La donna chiuse gli occhi, tossì sommessamente di nuovo e bevve. «Potrebbe tenerlo qualcuno dei tuoi amici a Londra, ma non mi piace. Non conosce nessuno...» scosse il capo. «No, è una pessima idea, piuttosto possiamo chiedere se può stare qui, da padre Lucas. Potrebbe dare una mano in canonica e nella chiesa.»
«Non credo che Thomas sarebbe d'accordo. Dovremmo stare via diverso tempo, Elaine. Solo il viaggio durerà quasi un mese.»
«Lo so, ma portarlo con noi implica dirgli tutto. Non è pronto, non ancora» scosse il capo la donna.
«Sarà furibondo quando gli diremo che staremo via per tanto a lungo. Non voglio lasciarlo da solo. Se gli succedesse qualcosa?»
«Io non voglio neppure lasciarlo in mano a chi non conosco in una città come Londra. Lui è più al sicuro qui, in un posto che conosce, con degli amici che si è fatto negli anni, piuttosto che affrontare un viaggio in nave per dei mesi, sopportando di passare del tempo in un buco dei bassifondi. In questo periodo dell'anno la nebbia quasi non ti permette di vedere quello che hai davanti» spiegò scuotendo il capo. «Londra non è un posto per un ragazzino.»
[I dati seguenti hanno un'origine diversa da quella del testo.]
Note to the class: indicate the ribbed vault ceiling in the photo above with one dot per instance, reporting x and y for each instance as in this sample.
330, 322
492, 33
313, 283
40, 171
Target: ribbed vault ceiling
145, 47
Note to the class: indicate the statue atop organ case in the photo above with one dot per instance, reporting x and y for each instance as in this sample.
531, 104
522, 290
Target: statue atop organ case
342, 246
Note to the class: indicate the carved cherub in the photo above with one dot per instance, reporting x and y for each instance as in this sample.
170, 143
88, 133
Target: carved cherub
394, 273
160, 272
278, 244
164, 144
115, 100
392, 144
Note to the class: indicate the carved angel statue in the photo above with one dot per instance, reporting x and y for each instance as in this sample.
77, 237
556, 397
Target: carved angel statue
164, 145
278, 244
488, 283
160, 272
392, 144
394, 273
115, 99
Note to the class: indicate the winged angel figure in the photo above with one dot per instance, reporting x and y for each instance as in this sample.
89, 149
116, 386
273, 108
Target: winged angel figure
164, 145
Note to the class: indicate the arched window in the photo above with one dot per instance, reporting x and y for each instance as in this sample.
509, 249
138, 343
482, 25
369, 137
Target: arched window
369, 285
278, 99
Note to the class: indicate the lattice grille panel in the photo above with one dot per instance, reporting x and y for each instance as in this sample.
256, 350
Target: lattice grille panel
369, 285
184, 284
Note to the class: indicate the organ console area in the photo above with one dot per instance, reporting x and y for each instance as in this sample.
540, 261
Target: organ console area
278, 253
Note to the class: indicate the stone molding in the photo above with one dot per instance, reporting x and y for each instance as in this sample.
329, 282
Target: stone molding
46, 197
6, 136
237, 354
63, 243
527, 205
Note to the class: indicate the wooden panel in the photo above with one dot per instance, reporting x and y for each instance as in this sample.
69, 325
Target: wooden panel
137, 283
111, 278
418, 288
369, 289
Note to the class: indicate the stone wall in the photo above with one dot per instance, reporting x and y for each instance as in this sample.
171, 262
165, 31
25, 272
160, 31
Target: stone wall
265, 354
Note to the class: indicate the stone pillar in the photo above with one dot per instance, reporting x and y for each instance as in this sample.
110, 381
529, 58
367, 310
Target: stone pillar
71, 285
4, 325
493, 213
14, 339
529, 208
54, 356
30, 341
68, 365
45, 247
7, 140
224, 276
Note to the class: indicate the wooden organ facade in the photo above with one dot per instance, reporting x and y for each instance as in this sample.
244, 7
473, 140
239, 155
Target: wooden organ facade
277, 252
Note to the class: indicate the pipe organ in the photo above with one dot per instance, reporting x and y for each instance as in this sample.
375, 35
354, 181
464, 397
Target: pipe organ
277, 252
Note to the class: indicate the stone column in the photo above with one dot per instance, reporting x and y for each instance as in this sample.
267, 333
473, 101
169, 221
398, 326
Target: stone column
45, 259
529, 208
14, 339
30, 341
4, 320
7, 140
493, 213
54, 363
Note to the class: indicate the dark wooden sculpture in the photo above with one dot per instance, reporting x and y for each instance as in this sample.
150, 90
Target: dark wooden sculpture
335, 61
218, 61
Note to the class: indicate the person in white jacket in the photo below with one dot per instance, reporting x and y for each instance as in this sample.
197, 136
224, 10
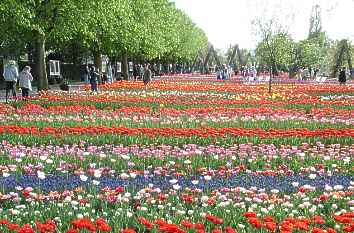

Benjamin scosse di nuovo il capo, completamente contrariato. «Starebbe da solo qui per dei mesi, Elaine.»
«Vuoi dirgli davvero chi sia suo padre? Vuoi che sappia la verità?» sussurrò lei con un filo di voce, sporgendosi in avanti. «Ha il diritto di sapere, lo so, ma non così, di fretta, solo per una necessità. Non mi sembra giusto! Avrebbe bisogno del suo tempo per accettare la cosa. Avrebbe bisogno di noi per capirla e io per prima non sono pronta ad affrontare con lui questo argomento. Non riuscirei a parlargli di suo padre. Non ancora!»
Ben aprì bocca, deciso a dire che sì, forse era meglio ammettere tutto, ma poi tacque. Gli andava bene che Thomas sapesse la verità, ma al contempo non riusciva a dirla a Elaine.
Strinse le labbra, combattuto, per poi chinare il capo. Scosse la testa.

«Torneremo a Londra, io e te. Diremo a Thomas che la prossima volta lo porteremo con noi e che abbiamo cose importanti da risolvere con la mia famiglia. Gli diremo una mezza verità» valutò lei, osservandolo scuotere il capo. «Purtroppo, Benjamin, non abbiamo il lusso di poter aspettare, o ci troveremmo senza un tetto sopra la testa da qui a pochi mesi.»
L'uomo rialzò lo sguardo su di lei, per poi sospirare. Non disse nulla.
«Staremo via solo il necessario. Firmerò quello che devo e pagheremo i debiti. Torneremo qui, a casa e inizieremo una nuova vita,» valutò lasciando la tazza vuota sul tavolo e avvicinandosi a lui, chinandosi, poggiandogli una mano sul suo ginocchio «una nuova vita, assieme.»

L'americano sorrise mesto, dandole un bacio sulla fronte, chiudendo gli occhi. «Va bene, torniamo a Londra. Per l'ultima volta.»